08/20/2010

Vanquish Dealt Setback in Management Fight

Opposition from other investors has stymied efforts by Vanquish Capital to remove New York Life as manager of two collateralized loan obligations.

Working via a hedge fund called VCG Special Opportunities Master Fund that invests primarily in collateralized debt obligations, the Delray Beach, Fla., firm owns a majority of the junior-most notes from the issues: Flatiron CLO, 2003-1 and 2004-1. With those securities come the rights to boot New York Life as manager without cause.

But there's a catch, as senior investors have to sign off on the appointment of a new manager. And that's something they so far have proven unwilling to do.

Vanquish had set out in late May to remove New York Life, with the intent of transferring the management assignments to Commercial Industrial Finance Corp. of New York. The campaign lasted until Aug. 11, when most of the senior noteholders in the 2004 transaction voted against the request.

The 2003 deal never made it to a vote. "We're evaluating what our next steps will be," Vanquish chief investment officer Don Uderitz said.

Vanquish decided to take action against New York Life after the 2004 CLO missed a quarterly equity payment in late 2009. Uderitz said CIFC has never had a deal fall below minimum over-collateralization levels, the point at which equity installments are cut off.

It is estimated that more than half of CLOs missed equity payments in 2009.

Another source said CIFC has indeed developed a reputation as an equity-friendly manager by keeping payments flowing to its deals' bottom tranches. But "New York Life did not do such a bad job either and, in fact, looking at the portfolios now, their portfolios look safer."

The 2004 transaction and presumably the 2003 deal have passed their reinvestment periods, meaning their managers have almost no capacity for discretionary loan trades. The issue for Vanquish is how New York Life handles existing loans that have run into trouble. "We're doing this for the benefit of our investors, and we have a fiduciary responsibility to do that," Uderitz said.

Another possible motivation for Vanquish is that CIFC apparently agreed to share an undisclosed amount of management fees with the firm had the transfer gone through. Each of the Flatiron deals, initially totaling $350 million, produces management fees equal to about 50 bp of its current value each year.

Yet another wrinkle: One source said that before Vanquish talked to CIFC, it approached several asset managers to see if they would be interested in replacing New York Life. But those shops apparently balked at a condition that they felt might dent their reputations. That is, they would have to buy a small portion of Vanquish's equity in the Flatiron issues and vote for the change, in what would amount to a hostile management takeover. Apparently, CIFC was comfortable with the move.

Vanquish accumulated the Flatiron notes on the secondary market in 2007 and 2008. Like other hedge fund managers, it targeted deals with "removal-without-cause" provisions. Those conditions were common among CLOs created by institutional investors, as the firms thought at the time that the language would help them avoid on-balance-sheet treatment for the issues' underlying assets.

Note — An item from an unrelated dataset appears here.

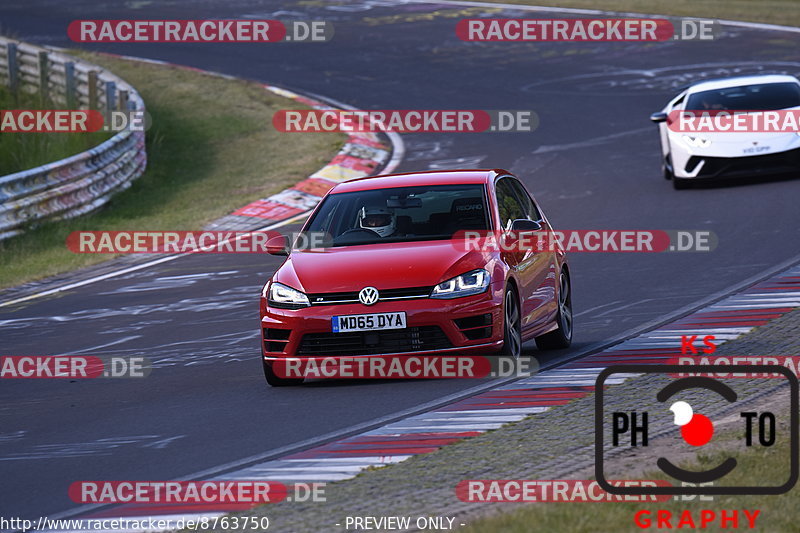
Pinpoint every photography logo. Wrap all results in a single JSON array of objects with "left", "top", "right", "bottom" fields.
[{"left": 594, "top": 365, "right": 798, "bottom": 495}]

New York Life manages six CLOs, including five under the Flatiron banner. It took over the other deal, Silverado CLO, 2006-2, from Wells Fargo in November 2007.

CIFC is led by founder Peter Gleysteen, who earlier helped launch J.P. Morgan's loan-syndication business. The firm issued seven CDOs with a combined face value of $3.3 billion in 2006 and 2007, according to Asset-Backed Alert's ABS Database.